Impostinho do Amor: A Nova Taxa dos Criminosos de Condomínio no Rio de Janeiro

Nem todo homem armado defende a liberdade. Às vezes, defende o monopólio. Arme todos e, em vez de escravos, teremos homens debatendo ideias como iguais. Não haverá mais o monopólio da violência.

Eis que, sob o véu da coerção, criminosos, com a audácia de falsos soberanos, impõem tributos aos moradores de um condomínio e de comerciantes na zona norte do Rio de Janeiro. Não por democracia condominial, mas pela força bruta. Chamam isso de "proteção", mas só se for proteção deles mesmos, os traficantes.
Lojas e residências, reféns de taxas mensais, curvam-se ante o medo de represálias.
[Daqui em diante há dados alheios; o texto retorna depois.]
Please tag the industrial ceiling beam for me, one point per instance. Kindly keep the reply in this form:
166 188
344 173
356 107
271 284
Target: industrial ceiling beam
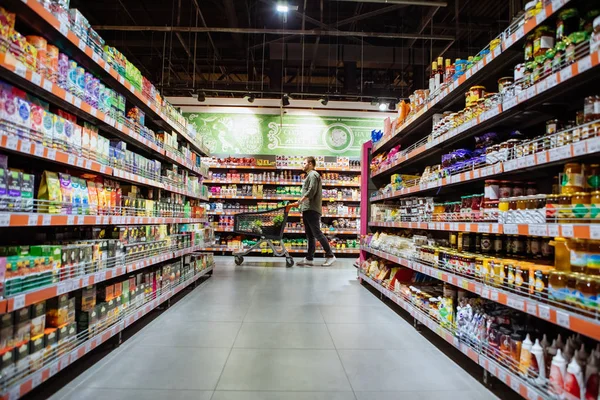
309 32
405 2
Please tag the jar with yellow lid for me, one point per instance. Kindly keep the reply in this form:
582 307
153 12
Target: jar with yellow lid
581 207
578 250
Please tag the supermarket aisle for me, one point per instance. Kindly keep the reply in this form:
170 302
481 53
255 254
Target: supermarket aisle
253 333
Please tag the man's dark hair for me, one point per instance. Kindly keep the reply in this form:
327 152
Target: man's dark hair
311 160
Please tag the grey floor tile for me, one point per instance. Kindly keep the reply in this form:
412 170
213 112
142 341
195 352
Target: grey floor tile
427 395
399 370
284 313
284 370
376 336
283 335
170 368
191 334
380 314
134 394
241 395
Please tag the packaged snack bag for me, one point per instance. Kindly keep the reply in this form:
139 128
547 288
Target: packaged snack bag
66 190
50 191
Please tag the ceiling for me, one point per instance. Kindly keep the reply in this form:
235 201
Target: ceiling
345 48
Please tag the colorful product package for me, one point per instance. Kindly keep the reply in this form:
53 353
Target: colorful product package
48 120
59 139
27 188
14 190
51 192
66 190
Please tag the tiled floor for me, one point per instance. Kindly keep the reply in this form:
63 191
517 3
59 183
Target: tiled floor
264 332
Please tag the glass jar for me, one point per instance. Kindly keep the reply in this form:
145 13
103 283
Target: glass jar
557 286
593 259
580 204
578 254
567 23
572 179
543 39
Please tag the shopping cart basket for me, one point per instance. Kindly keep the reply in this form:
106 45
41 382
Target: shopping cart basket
268 226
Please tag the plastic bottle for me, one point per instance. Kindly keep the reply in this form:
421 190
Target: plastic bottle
525 360
574 387
591 378
557 374
537 370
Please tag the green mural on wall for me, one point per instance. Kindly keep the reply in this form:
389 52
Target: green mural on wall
226 134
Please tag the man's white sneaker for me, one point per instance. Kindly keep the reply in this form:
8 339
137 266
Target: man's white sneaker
305 263
329 261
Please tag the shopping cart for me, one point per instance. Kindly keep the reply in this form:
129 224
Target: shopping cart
268 226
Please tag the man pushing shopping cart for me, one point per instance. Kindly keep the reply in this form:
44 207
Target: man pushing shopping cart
270 225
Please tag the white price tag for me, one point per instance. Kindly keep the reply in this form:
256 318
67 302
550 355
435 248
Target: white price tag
48 85
36 379
563 319
553 230
19 302
38 151
32 220
579 148
20 69
538 230
560 153
12 142
62 288
584 64
566 73
593 145
46 220
542 158
544 312
567 230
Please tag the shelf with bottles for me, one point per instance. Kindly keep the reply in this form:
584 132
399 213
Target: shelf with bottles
449 81
528 274
510 156
291 163
536 362
39 272
508 206
88 51
329 210
258 191
296 245
281 178
90 319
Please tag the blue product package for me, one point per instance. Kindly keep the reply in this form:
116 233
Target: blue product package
72 77
80 88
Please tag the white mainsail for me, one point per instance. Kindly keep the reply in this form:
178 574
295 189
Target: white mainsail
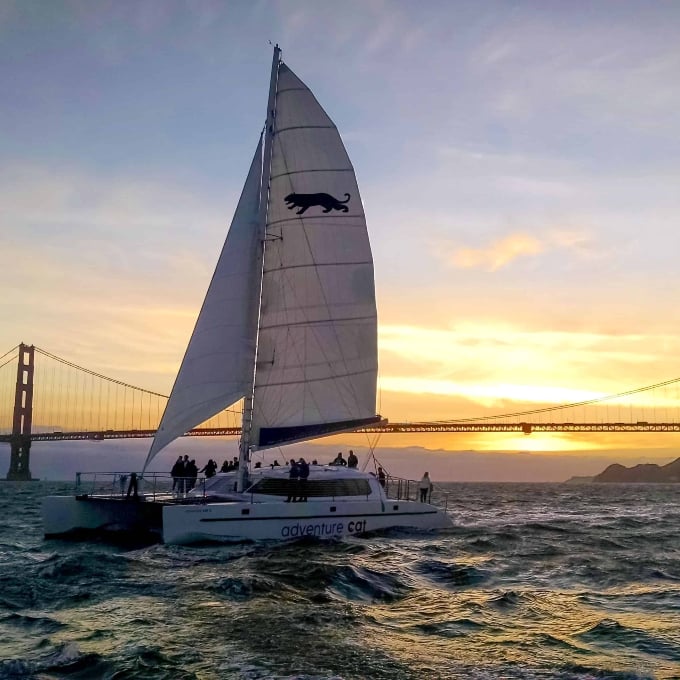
317 344
217 369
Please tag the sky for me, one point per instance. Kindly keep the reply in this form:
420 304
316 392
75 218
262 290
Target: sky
518 164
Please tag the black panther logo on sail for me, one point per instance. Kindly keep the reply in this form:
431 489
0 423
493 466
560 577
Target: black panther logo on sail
305 201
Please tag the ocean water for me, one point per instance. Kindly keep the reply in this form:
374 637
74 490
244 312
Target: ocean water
534 581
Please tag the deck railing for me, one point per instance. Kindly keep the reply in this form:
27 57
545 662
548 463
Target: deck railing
399 488
161 485
150 485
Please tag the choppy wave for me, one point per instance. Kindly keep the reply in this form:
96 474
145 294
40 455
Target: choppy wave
533 582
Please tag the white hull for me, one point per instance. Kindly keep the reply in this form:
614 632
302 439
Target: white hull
283 521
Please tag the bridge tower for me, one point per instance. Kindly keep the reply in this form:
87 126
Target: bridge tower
20 442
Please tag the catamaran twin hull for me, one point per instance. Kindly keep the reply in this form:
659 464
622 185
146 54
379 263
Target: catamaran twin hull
183 523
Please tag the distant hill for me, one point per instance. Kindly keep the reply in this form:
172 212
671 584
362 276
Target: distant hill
649 472
579 480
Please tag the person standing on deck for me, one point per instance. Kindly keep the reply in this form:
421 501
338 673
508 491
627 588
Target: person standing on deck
303 468
425 487
177 473
293 476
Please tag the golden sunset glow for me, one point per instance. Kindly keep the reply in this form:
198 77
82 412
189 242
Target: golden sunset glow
517 267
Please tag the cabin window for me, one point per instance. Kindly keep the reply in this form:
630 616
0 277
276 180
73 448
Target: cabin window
316 488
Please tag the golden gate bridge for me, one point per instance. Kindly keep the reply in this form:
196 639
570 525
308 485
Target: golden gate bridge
44 397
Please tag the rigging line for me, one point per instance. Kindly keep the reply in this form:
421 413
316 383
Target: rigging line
329 216
6 353
297 172
98 375
564 406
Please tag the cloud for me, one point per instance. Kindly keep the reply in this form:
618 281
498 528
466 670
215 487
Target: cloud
505 250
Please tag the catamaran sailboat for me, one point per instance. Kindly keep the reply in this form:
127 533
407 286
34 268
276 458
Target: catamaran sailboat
289 326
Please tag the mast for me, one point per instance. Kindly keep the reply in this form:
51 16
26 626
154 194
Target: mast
246 425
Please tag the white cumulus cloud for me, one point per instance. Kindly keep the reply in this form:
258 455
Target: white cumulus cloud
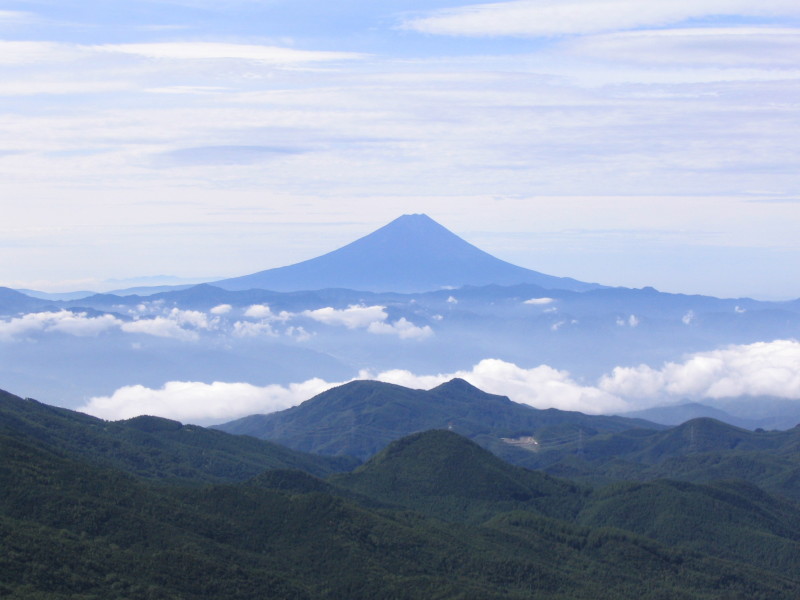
195 401
402 328
64 321
160 327
764 368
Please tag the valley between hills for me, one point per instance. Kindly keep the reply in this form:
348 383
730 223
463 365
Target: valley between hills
151 508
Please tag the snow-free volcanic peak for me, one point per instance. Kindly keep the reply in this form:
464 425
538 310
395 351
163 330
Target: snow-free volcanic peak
413 253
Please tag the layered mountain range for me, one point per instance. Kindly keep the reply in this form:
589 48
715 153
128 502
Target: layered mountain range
466 306
152 508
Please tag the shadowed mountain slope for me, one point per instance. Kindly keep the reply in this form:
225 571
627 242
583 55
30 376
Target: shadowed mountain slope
448 476
413 253
362 417
153 447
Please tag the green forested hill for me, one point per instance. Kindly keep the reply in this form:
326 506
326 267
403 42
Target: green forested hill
700 450
154 447
72 530
151 509
361 417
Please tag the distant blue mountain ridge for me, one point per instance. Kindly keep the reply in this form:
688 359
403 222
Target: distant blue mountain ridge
413 253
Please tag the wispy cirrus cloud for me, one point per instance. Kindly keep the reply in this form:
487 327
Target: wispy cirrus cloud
215 50
565 17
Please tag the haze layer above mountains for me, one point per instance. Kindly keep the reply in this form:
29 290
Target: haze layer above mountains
551 341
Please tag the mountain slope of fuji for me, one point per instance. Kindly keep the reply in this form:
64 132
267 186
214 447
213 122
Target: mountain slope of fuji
413 253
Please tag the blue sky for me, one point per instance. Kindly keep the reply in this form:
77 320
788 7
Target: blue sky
622 142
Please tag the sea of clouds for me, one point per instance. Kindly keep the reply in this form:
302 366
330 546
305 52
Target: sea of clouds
764 368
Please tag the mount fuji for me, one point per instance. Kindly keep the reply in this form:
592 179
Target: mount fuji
413 253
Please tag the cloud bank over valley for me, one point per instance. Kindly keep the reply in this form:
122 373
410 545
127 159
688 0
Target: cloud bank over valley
761 369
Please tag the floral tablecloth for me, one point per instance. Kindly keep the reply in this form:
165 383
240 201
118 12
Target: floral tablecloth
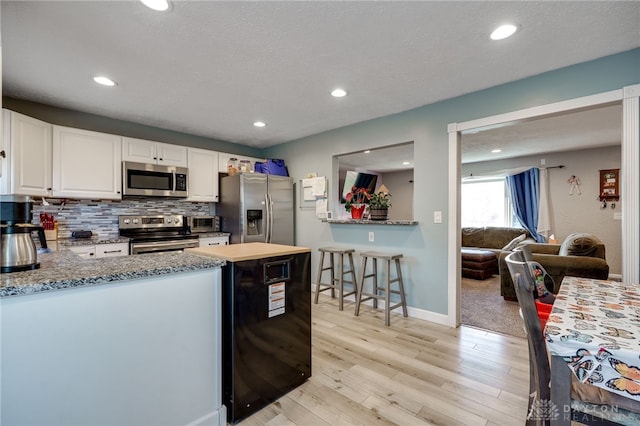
595 326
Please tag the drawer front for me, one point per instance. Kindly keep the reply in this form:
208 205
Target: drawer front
112 250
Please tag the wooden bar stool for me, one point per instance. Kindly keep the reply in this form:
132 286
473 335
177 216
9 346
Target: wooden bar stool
337 275
385 289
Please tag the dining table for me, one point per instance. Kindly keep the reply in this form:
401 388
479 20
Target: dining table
593 333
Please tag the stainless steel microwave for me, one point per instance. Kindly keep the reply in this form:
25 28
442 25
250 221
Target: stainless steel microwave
203 224
154 180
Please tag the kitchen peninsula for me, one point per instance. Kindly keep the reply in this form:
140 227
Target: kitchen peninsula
130 340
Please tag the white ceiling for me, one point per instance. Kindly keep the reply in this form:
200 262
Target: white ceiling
212 68
567 132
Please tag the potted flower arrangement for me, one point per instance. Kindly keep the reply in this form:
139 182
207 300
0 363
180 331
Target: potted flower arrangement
356 200
379 205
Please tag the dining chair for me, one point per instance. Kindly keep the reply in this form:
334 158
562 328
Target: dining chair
540 370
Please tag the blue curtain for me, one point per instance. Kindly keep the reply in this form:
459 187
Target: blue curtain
524 189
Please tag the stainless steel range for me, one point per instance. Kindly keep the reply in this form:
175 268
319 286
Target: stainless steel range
153 234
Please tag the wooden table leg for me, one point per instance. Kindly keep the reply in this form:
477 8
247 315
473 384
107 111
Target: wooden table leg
561 390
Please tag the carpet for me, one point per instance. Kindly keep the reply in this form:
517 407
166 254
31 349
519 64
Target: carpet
483 307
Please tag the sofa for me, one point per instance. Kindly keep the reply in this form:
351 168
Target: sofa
482 246
580 255
494 238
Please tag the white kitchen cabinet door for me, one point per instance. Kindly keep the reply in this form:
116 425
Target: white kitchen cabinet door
112 250
203 175
26 170
151 152
223 160
86 164
172 155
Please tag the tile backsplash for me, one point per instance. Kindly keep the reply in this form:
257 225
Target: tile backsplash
101 216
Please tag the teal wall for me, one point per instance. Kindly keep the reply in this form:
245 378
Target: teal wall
425 245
A Delegacia de Repressão às Ações Criminosas Organizadas, ciente do ultraje, move suas enferrujadas e lentas engrenagens investigativas. Contudo, a sombra do tráfico, que reina nos morros do Cajueiro e da Serrinha, permanece incólume.
E o que dizer do posto da Polícia Militar, erguido com pompa na avenida Edgard Romero? Um símbolo, talvez, mas incapaz de eliminar a insegurança do local. Os assaltos, esses, sim, persistem e continuam a aterrorizar a população.
Vejam a ironia: o Estado, que clama por ser o monopólio da força, falha em proteger; e os criminosos cobram por uma paz que não entregam. Não é isso, a própria definição de extorsão? Inspirado em Frederic Bastiat, um liberal francês do século 19, eu diria sobre o cenário de insegurança no Brasil: Quebram-se as janelas da ordem, e os cacos recaem sobre os inocentes, enquanto a liberdade, essa vítima silenciosa, aguenta o peso da opressão.
Essa notícia é tão tosca, que parece até um filme pastelão de máfias. Um síndico convocou assembleia para discutir pagamento de taxa a traficantes em Madureira, na zona norte da capital fluminense. Os moradores falam em uma taxa de 1800 reais. É o imposto ilegal. Se fosse o estado brasileiro seria o impostinho do amor.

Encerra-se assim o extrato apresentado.